Here the rock formations lend themselves very well to hosting the round boats with which fishermen reach the larger ones moored in the middle of the bay and the movement that can be observed in the area is that of a small community that carries out its daily activities without any interest for the exploitation of the landscape. Nearby there are splendid beaches where, obviously, the residents have taken steps to make the stay of visitors as easy as possible, obtaining the little that allows them to live in dignity.

The more adventurous also tell about the beauty of the journey to reach that stretch of coast, an itinerary that winds through an incredible wooden bridge, which can be traveled on foot or with bicycles or mopeds, as long as it is very very slowly: at first sight, it looks like a banal pier for the fishermen, but in reality, it connects two stretches of coast together, even if the locals are constantly busy working with nails and hammers to make the transit safe.
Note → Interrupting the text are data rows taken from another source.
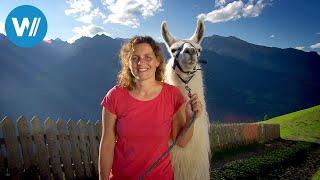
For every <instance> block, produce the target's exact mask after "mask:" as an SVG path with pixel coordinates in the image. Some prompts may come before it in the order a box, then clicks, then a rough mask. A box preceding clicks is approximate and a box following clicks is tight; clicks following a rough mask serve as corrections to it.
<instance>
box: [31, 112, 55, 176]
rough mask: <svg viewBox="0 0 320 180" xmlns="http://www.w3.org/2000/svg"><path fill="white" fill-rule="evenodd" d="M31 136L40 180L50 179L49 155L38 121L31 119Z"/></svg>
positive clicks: (36, 119)
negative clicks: (36, 160) (39, 177)
mask: <svg viewBox="0 0 320 180" xmlns="http://www.w3.org/2000/svg"><path fill="white" fill-rule="evenodd" d="M31 127H32V134H33V139H34V144H35V147H36V157H37V164H38V167H39V169H40V177H41V179H50V178H51V176H50V167H49V154H48V150H47V147H46V144H45V140H44V131H43V127H42V124H40V121H39V119H38V118H37V117H36V116H34V117H33V118H32V119H31Z"/></svg>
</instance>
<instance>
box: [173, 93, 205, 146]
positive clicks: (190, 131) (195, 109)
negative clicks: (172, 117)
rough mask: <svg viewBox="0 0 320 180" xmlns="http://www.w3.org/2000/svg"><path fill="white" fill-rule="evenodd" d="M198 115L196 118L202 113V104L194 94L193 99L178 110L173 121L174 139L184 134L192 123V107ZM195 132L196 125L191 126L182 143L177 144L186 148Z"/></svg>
mask: <svg viewBox="0 0 320 180" xmlns="http://www.w3.org/2000/svg"><path fill="white" fill-rule="evenodd" d="M190 105H191V106H192V109H193V110H194V112H195V113H196V115H195V118H198V117H199V115H200V113H201V112H202V104H201V102H200V100H199V98H198V96H197V95H196V94H193V95H192V96H191V99H190V100H189V101H188V102H186V103H184V104H183V105H181V107H180V108H179V109H178V111H177V112H176V113H175V114H174V116H173V121H172V139H173V140H175V139H176V138H177V137H178V134H180V133H181V132H182V130H183V129H184V128H185V126H186V125H187V124H188V123H189V121H191V116H192V111H191V107H190ZM193 131H194V123H193V124H192V125H191V127H190V128H189V129H188V130H187V132H186V133H185V134H184V135H183V137H182V138H181V139H180V141H179V142H178V143H177V145H178V146H180V147H185V146H186V145H187V144H188V142H189V141H190V139H191V138H192V136H193Z"/></svg>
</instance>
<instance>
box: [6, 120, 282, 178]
mask: <svg viewBox="0 0 320 180" xmlns="http://www.w3.org/2000/svg"><path fill="white" fill-rule="evenodd" d="M1 130H2V138H1V139H0V140H1V144H0V145H1V146H0V150H1V151H0V179H2V178H3V177H7V176H11V177H14V178H15V177H16V178H22V179H24V178H25V179H39V178H40V179H83V178H88V177H93V178H97V177H98V164H97V163H98V149H99V143H100V138H101V121H96V122H95V123H94V122H92V121H90V120H89V121H87V122H85V121H83V120H79V121H77V122H75V121H73V120H68V121H67V123H65V121H64V120H62V119H58V120H57V121H53V120H51V119H50V118H47V119H46V120H45V121H44V123H43V124H42V123H40V121H39V119H38V118H37V117H33V118H32V119H31V121H27V120H26V119H25V118H24V117H23V116H21V117H19V118H18V120H17V121H16V123H14V122H13V121H12V120H11V119H10V118H8V117H5V118H4V119H3V120H2V122H1ZM279 136H280V126H279V125H258V124H212V125H211V126H210V141H211V148H212V150H213V151H216V150H221V149H224V148H229V147H235V146H239V145H245V144H249V143H253V142H266V141H269V140H272V139H276V138H279Z"/></svg>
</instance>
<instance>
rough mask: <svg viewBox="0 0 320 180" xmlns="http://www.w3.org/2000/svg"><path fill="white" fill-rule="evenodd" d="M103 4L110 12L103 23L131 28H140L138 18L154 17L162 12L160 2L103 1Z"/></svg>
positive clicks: (134, 0)
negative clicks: (141, 16) (153, 16)
mask: <svg viewBox="0 0 320 180" xmlns="http://www.w3.org/2000/svg"><path fill="white" fill-rule="evenodd" d="M103 4H104V5H105V6H106V7H107V8H108V9H109V10H110V12H111V14H109V15H108V16H107V18H106V20H105V21H104V23H116V24H122V25H126V26H130V27H132V28H137V27H139V26H140V22H139V19H138V17H139V16H142V17H143V18H147V17H151V16H154V15H155V13H156V12H158V11H162V9H161V7H162V0H113V1H110V0H103Z"/></svg>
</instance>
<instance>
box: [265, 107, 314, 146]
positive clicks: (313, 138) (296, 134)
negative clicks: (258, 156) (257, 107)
mask: <svg viewBox="0 0 320 180" xmlns="http://www.w3.org/2000/svg"><path fill="white" fill-rule="evenodd" d="M261 123H269V124H273V123H278V124H280V136H281V138H283V139H287V140H294V141H307V142H315V143H318V144H320V105H318V106H314V107H312V108H309V109H304V110H300V111H296V112H293V113H289V114H286V115H283V116H278V117H275V118H272V119H269V120H266V121H262V122H261Z"/></svg>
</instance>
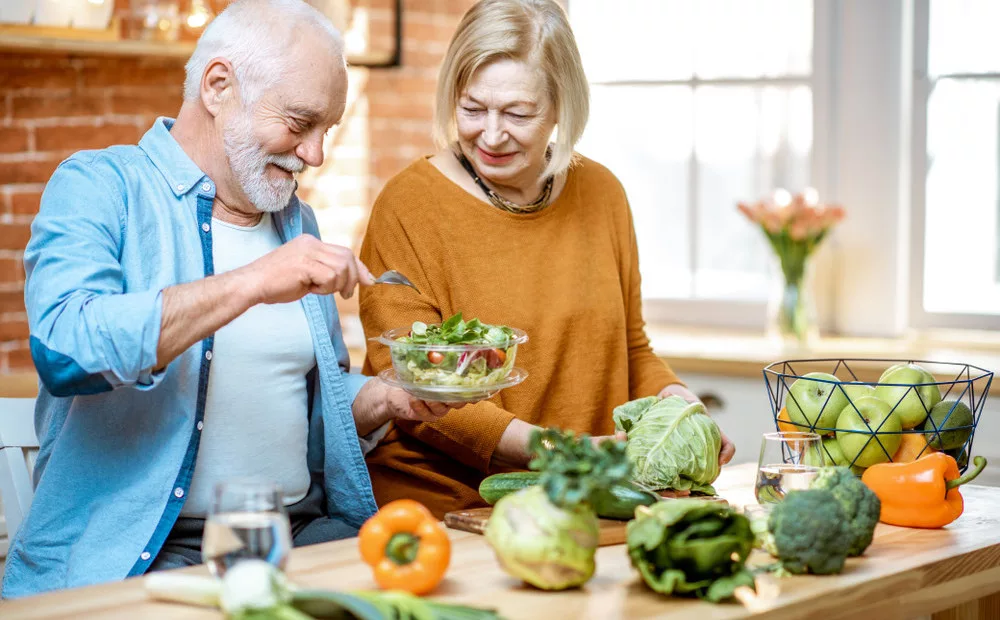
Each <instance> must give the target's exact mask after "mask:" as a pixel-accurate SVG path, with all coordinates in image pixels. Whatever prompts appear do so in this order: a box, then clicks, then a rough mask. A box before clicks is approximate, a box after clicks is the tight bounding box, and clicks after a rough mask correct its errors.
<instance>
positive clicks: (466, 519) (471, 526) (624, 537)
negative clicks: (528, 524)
mask: <svg viewBox="0 0 1000 620" xmlns="http://www.w3.org/2000/svg"><path fill="white" fill-rule="evenodd" d="M664 499H666V500H671V499H676V498H672V497H665V498H664ZM698 499H706V500H712V501H718V502H722V503H728V502H726V500H724V499H722V498H721V497H699V498H698ZM491 514H493V507H492V506H489V507H486V508H470V509H469V510H456V511H454V512H449V513H446V514H445V515H444V524H445V525H446V526H448V527H450V528H451V529H453V530H461V531H463V532H472V533H473V534H482V533H483V532H485V531H486V522H487V521H489V520H490V515H491ZM598 521H599V523H600V530H599V533H598V538H597V544H598V545H600V546H601V547H606V546H608V545H621V544H624V543H625V524H626V523H628V521H619V520H616V519H598Z"/></svg>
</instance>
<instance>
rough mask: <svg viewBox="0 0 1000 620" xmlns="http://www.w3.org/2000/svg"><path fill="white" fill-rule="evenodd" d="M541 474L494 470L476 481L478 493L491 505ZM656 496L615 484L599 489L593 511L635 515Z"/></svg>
mask: <svg viewBox="0 0 1000 620" xmlns="http://www.w3.org/2000/svg"><path fill="white" fill-rule="evenodd" d="M540 476H541V474H539V473H538V472H536V471H526V472H513V473H508V474H494V475H492V476H489V477H488V478H486V479H484V480H483V481H482V483H481V484H480V485H479V495H480V496H482V498H483V499H484V500H486V503H487V504H490V505H493V504H495V503H497V502H498V501H500V498H501V497H503V496H505V495H509V494H511V493H516V492H517V491H520V490H521V489H526V488H528V487H531V486H535V485H536V484H538V480H539V477H540ZM659 499H660V497H659V496H658V495H657V494H656V493H653V492H651V491H645V490H643V489H640V488H639V487H637V486H635V485H634V484H632V483H622V484H616V485H614V486H612V487H611V488H610V489H608V490H607V491H606V492H605V493H602V494H601V495H600V497H598V498H597V500H596V501H595V502H594V512H596V513H597V516H599V517H603V518H605V519H621V520H628V519H631V518H632V517H634V516H635V509H636V508H637V507H638V506H651V505H653V504H654V503H655V502H657V501H659Z"/></svg>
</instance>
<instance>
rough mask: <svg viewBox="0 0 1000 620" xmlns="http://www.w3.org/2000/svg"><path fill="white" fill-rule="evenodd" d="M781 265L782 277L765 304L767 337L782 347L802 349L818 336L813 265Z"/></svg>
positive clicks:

The road then passes through tiny villages where it is possible to observe women at work in the rice fields or in the cornfields, a bucolic gash that anticipates the surprise of the basalt columns that suddenly open behind an inlet.

A successful mix, if you think about it, of the most fortunate landscape typologies of the Asian country, which owes the extraordinary fame it enjoys among travelers, especially Westerners, to the singularity of its countryside and the beauty of its coastline. The basalt giants, in the end, become the classic icing on a very tasty cake.